A MILLIONAIRE’S son who showed a barman fake gun after being refused Prosecco won’t face justice for two months – because he is jetting off to Barbados.

Oliver George appeared in court over the drunken yacht club fracas two days before he and his family are due to fly to the Caribbean where they have a home.

The 26-year-old, who lives in a £1.8m flat in Panorama Road, Sandbanks, faced a maximum sentence of six months in jail for the offence of possessing an imitation firearm in a public place.

But despite pleading guilty Poole magistrates agreed not to sentence him for almost two months as he is heading off to Barbados tomorrow.

He can’t be assessed by a probation officer for a pre-sentence report until after he gets back on November 11. It will then take another month before he can be dealt with.

The court heard George caused trouble during an afternoon drinking at the Sandbanks Yacht Club on September 20. He became annoyed when staff refused to serve him any more alcohol as he appeared intoxicated.

He then lifted up his cardigan and flashed at them the handle of a 'pistol' that was tucked into the waistband of his shorts. He told the barman “don’t be a p***y, give me a drink”, the court heard.

Shocked staff gave George a glass of Prosecco before calling the police.

Ryan Seneviratne, prosecuting, said: “He returned to the club at 3.30pm, went to the bar and showed he had something tucked into his waistband.

“He was told he could not have a gun but he replied ‘don’t be a p***y, give me a drink’.

“The police were then called but the defendant had left by then.”

George was arrested at his family’s harbourside home 140 yards from the yacht club a short time later. He is the son of wealthy market owner Brendan George.

The incident was attended by armed police who conducted a search of the area, including George’s home.

Terry Scanlan, mitigating, said: “Mr George was in possession of a toy gun and he admits he lifted his cardigan up so staff were aware of it.

“However, he does not believe there is any linkage between this and his request for alcohol.”

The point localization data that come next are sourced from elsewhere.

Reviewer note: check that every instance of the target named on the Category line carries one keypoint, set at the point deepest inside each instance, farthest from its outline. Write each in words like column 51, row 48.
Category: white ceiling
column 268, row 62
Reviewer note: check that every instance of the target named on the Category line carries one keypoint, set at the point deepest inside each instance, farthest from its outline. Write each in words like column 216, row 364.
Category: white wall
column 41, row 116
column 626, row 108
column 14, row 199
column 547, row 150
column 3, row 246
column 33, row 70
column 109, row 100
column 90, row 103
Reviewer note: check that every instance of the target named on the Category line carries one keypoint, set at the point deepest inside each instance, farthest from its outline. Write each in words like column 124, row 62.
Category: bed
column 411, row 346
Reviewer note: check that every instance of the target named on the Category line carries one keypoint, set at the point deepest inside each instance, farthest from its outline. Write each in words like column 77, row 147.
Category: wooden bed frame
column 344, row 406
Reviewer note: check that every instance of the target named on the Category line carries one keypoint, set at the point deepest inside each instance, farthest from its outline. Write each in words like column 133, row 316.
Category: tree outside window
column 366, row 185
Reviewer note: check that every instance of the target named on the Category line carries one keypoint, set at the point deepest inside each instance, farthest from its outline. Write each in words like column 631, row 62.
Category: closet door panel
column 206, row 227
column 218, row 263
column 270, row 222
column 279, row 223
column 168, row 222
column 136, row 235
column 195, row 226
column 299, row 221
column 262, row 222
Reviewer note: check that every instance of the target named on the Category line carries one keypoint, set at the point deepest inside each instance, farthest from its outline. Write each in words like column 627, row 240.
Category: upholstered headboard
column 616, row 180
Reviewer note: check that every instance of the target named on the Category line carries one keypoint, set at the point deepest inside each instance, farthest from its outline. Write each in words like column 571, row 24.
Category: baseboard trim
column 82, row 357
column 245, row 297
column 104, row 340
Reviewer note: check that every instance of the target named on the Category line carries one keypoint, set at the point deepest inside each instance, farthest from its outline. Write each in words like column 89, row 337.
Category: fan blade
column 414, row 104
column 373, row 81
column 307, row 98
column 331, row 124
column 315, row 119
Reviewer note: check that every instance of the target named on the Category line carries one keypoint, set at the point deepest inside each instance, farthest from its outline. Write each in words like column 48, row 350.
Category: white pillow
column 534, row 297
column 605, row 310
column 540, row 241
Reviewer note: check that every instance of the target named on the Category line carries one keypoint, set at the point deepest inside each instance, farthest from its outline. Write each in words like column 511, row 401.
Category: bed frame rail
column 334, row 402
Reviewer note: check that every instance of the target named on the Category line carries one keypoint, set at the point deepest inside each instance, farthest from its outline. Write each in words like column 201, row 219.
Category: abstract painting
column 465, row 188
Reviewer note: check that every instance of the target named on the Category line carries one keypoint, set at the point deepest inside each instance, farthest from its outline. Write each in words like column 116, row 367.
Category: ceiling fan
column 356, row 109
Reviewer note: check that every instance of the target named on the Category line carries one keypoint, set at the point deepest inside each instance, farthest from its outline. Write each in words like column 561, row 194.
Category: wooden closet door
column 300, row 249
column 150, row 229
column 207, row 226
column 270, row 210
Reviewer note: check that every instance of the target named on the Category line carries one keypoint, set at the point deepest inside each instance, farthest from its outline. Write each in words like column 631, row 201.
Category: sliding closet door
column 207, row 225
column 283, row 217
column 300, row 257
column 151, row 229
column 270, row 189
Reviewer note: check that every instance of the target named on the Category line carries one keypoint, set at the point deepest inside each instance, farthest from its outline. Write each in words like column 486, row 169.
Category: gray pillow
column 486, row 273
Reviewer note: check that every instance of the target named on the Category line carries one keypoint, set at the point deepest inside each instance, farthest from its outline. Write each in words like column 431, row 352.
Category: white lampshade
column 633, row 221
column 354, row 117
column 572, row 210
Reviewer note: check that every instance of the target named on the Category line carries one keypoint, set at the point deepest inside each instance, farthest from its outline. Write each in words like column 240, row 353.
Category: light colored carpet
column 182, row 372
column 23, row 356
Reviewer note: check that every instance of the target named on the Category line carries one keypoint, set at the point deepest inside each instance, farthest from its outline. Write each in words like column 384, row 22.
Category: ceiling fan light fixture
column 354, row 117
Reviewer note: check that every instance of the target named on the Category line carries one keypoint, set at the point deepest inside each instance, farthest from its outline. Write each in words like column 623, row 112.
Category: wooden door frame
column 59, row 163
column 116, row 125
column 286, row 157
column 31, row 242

The court heard that George’s £1,100 flight to the Caribbean takes off tomorrow and while away he will see a doctor three times a week to treat ‘alcohol-related issues’, it was heard.

During the hearing, magistrates ordered George to return to his home to retrieve proof of the flight. They also wanted to see when the trip had been booked to ensure it had not been ordered to delay proceedings.

After a break of over an hour, he returned to court with details proving it had been booked on September 4 - 16 days before the incident.

Mr Senevirante did not object to the lengthy delay but warned that George "should not be able to escape punishment by simply leaving the country".

He will return to the court to be sentenced on December 4.